Я все же уверен, что прикрепленному к письму файлу не найдется место в папках ведущегося Вами уголовного дела, так же как уверен в том, что дошедшая до меня информация о Вас как о личности куда надежнее и обнадеживающе любых документов.
И потом, знаете… Люди скептически воспринимают новое. На стадии идей, до тех пор, пока нет результата, пока нет возможности в буквальном смысле увидеть его глазами, пощупать руками, попробовать на вкус.
Частный сыщик–мемуарист? В принципе, ничего оригинального: многие детективы написаны как бы от его лица. «Воспоминания балерины», «Мемуары генерала», даже «Свитетельства киллера» — чем еще можно удивить искушенного читателя? И как бы скривился в недоумении читатель, когда узнал, что киллер занят написанием воспоминаний. Что за чушь, возмутился бы он.
Воспоминания соглядатая? Не нужно никаких липовых командировочных удостоверений, никаких свидетелей. Вам, конечно же, и так никто не поверит.
До тех пор, пока не увидит в продаже книжку.
В которой — обещаю — не будет одной из уже написанных глав.
11
Что у мужа на работе все в порядке, Наташа определяла по двум признакам. Вернее по одному основному, из которого проистекали два не менее главных. Когда на службе у Николая все получалось, он всегда много хотел. А хотел он много двух вещей: еды и любви.
Наташа настороженно щупала его за поясницу и вспоминала, куда подевала градусник, стоило мужу отказаться от чая с пирогом или заснуть, решительно повернувшись на бок и не дожидаясь жены из ванной.

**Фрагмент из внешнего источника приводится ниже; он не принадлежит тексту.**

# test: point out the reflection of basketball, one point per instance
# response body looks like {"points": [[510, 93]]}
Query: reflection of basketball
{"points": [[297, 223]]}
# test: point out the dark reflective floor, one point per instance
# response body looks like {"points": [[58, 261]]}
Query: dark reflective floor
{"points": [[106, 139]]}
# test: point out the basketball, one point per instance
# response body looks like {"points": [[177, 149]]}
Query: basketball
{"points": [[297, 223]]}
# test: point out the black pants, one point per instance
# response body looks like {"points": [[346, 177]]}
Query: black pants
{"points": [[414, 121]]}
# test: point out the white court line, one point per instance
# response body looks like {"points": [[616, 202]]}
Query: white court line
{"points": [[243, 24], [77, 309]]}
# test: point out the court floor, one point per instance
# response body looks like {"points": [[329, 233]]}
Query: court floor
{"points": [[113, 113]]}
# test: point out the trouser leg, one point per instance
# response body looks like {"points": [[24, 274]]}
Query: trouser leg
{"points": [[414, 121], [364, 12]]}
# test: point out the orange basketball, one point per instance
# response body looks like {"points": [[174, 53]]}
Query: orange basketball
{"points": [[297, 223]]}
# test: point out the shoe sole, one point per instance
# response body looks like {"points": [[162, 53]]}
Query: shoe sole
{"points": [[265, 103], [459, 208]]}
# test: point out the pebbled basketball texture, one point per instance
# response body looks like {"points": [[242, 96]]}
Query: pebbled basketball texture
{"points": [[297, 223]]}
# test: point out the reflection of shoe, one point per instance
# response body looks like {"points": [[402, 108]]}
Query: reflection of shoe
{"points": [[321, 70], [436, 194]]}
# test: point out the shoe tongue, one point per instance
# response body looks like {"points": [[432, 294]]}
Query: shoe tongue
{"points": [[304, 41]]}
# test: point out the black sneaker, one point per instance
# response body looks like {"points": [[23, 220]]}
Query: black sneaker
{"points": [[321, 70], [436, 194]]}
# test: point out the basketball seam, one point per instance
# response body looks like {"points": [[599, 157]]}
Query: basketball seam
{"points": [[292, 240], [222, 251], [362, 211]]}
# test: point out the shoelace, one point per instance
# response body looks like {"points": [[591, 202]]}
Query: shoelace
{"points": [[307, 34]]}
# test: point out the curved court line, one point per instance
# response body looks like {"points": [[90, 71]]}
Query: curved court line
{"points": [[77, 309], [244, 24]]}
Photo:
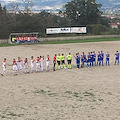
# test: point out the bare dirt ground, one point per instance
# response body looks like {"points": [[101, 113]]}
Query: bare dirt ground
{"points": [[84, 94]]}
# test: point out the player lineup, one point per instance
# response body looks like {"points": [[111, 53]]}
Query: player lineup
{"points": [[91, 59]]}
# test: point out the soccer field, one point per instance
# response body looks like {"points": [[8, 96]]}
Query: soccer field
{"points": [[84, 94]]}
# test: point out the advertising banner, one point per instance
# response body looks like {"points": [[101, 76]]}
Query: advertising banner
{"points": [[66, 30]]}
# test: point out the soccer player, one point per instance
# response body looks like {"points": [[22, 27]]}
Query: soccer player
{"points": [[94, 59], [102, 57], [41, 62], [54, 62], [99, 58], [4, 67], [37, 64], [19, 66], [77, 57], [83, 59], [25, 62], [58, 61], [62, 61], [14, 63], [117, 57], [88, 59], [107, 58], [32, 64], [69, 59], [47, 63]]}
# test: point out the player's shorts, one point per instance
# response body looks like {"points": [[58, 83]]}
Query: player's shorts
{"points": [[89, 60], [14, 67], [26, 67], [94, 59], [117, 58], [99, 59], [102, 59], [19, 67], [58, 62], [63, 61], [32, 65], [4, 69], [69, 61], [107, 59]]}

«Как животное», первое, что приходило в голову Наташе, но бросив взгляд на покоившуюся на подушке седую гриву, она чувствовала, как от одного вида этих совершенно белых, сливавшихся с подушкой волос, у нее теплеет и одновременно сжимается что–то внутри. Ей хотелось прижать эту большую голову к груди, и тогда у нее что–то еще сильнее сжималось, и она понимала, что это — жалость и, наполняя глаза слезами, она ложилась рядом и глядела через пелену соленой жидкости в потолок, и тихонько шмыгала носом, пока не проваливалась в сон.

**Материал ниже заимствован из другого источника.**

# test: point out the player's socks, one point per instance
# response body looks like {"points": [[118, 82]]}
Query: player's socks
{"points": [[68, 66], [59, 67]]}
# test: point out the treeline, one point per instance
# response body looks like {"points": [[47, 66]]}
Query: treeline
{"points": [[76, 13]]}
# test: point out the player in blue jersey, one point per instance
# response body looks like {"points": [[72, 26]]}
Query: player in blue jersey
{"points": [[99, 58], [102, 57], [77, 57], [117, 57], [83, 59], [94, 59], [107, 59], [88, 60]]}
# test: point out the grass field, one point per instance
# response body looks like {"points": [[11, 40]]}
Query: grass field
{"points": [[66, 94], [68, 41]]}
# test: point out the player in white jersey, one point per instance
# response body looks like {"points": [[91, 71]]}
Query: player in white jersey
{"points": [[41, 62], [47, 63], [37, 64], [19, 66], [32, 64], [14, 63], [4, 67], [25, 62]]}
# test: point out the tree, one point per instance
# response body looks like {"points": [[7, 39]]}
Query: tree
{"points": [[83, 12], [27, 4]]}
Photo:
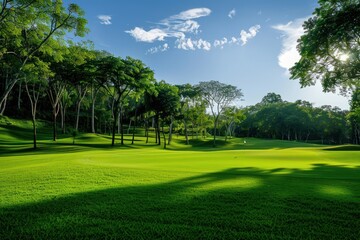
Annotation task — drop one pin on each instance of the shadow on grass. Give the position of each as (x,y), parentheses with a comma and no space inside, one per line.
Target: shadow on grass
(238,144)
(343,148)
(238,203)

За три последних дня Наташа уже отчаялась увидеть в Николае прежнее животное, сделав невеселый вывод, что самое замечательное, что может быть в мужике — это когда он напоминает животное. Нет, Николай по–прежнему приходил с работы домой, все так же садился за стол, вот только зачем–то ждал, пока остынет первое — должно быть для того, зачерпнув пару раз бульон, встать из–за стола, хмуро поблагодарить жену и не притронуться ко второму, а уж тем более к чаю.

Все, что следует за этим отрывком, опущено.